MS²PIP

MS²PIP is a tool to predict MS² signal peak intensities from peptide sequences. It employs the XGBoost machine learning algorithm and is written in Python.

You can install MS²PIP on your machine by following the instructions below or the extended install instructions. For a more user friendly experience, we created a web server . There, you can easily upload a list of peptide sequences, after which the corresponding predicted MS² spectra can be downloaded in a CSV or MGF file format. The web server can also be contacted through the REST API.

If you use MS²PIP for your research, please cite the following papers:

  • Degroeve, S., Maddelein, D., & Martens, L. (2015). MS²PIP prediction server: compute and visualize MS² peak intensity predictions for CID and HCD fragmentation. Nucleic Acids Research, 43(W1), W326–W330. https://doi.org/10.1093/nar/gkv542
  • Degroeve, S., & Martens, L. (2013). MS²PIP: a tool for MS/MS peak intensity prediction. Bioinformatics (Oxford, England), 29(24), 3199–203. https://doi.org/10.1093/bioinformatics/btt544

Installation

MS2PIPc runs on Python 3.5 or greater. The required Python packages are listed in requirements.txt. MS2PIPc also requires machine specific compilation of the C-code:

sh compile.sh

Check out the extended install instructions for a more detailed explanation.

Predicting MS2 peak intensities

MS2PIPc comes with pre-trained models for a variety of fragmentation methods and modifications. These models can easily be applied by configuring MS2PIPc in the config.txt file and providing a list of peptides in the form of a PEPREC file.

MS2PIPc command line interface

usage: ms2pipC.py [-h] [-c FILE] [-s FILE] [-w FILE] [-m INT] <peptide file>

positional arguments:
  <peptide file>  list of peptides

optional arguments:
  -h, --help      show this help message and exit
  -c FILE         config file (by default config.txt)
  -s FILE         .mgf MS2 spectrum file (optional)
  -w FILE         write feature vectors to FILE.{pkl,h5} (optional)
  -m INT          number of cpu's to use

Config file

Several MS2PIPc options need to be set in this config file.

The models that should be used are set as frag_method=X where X is either CID, HCD, HCDch2, ETD, HCDiTRAQ4 or HCDiTRAQ4phospho. If the frag_method is set to HCDch2, MS2PIP will predict intensities for HCD charge +1 and charge 2+ fragment ions.

The fragment ion error tolerance is set as frag_error=X where is X is the tolerance in Da.

PTMs (see further) are set as ptm=X,Y,opt,Z for each internal PTM where X is a string that represents the PTM, Y is the difference in Da associated with the PTM, opt is a required for compatibility with other CompOmics projects, and Z is the amino acid that is modified by the PTM. For N- and C-terminal modifications, Z should be N-term or C-term, respectively.

PEPREC file

To apply the pre-trained models you need to pass only a <peptide file> to ms2pipC.py.
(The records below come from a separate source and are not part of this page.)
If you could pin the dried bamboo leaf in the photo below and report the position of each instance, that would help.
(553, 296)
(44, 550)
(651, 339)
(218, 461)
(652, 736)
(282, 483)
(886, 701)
This file contains the peptide sequences for which you want to predict the b- and y-ion peak intensities. The file is space separated and contains four columns with the following header names:

  • spec_id: an id for the peptide/spectrum
  • modifications: a string indicating the modified amino acids
  • peptide: the unmodified amino acid sequence
  • charge: charge state to predict

The spec_id column is a unique identifier for each peptide that will be used in the TITLE field of the predicted MS2 .mgf file. The modifications column is a string that lists the PTMs in the peptide. Each PTM is written as A|B where A is the location of the PTM in the peptide (the first amino acid has location 1, location 0 is used for n-term modifications, while -1 is used for c-term modifications) and B is a string that represent the PTM as defined in the config file (-c command line argument). Multiple PTMs in the modifications column are concatenated with ‘|’.
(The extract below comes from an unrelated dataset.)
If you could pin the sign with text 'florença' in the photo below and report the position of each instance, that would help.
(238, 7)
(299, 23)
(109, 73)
As an example, suppose the config file contains the line

ptm=Cam,57.02146,opt,C
ptm=Ace,42.010565,opt,N-term
ptm=Glyloss,-58.005479,opt,C-term

then a modifications string could like 0|Ace|2|Cam|5|Cam|-1|Glyloss which means that the second and fifth amino acid is modified with Cam, that there is an N-terminal modification Ace, and that there is a C-terminal modification Glyloss.

The predictions are saved in a .csv file with the name <peptide_file>_predictions.csv. If you want the output to be in the form of an .mgf file, replace the variable mgf in line 716 of ms2pipC.py.

To train custom MS2PIPc models, please refer to Training new MS2PIP models on our Wiki pages.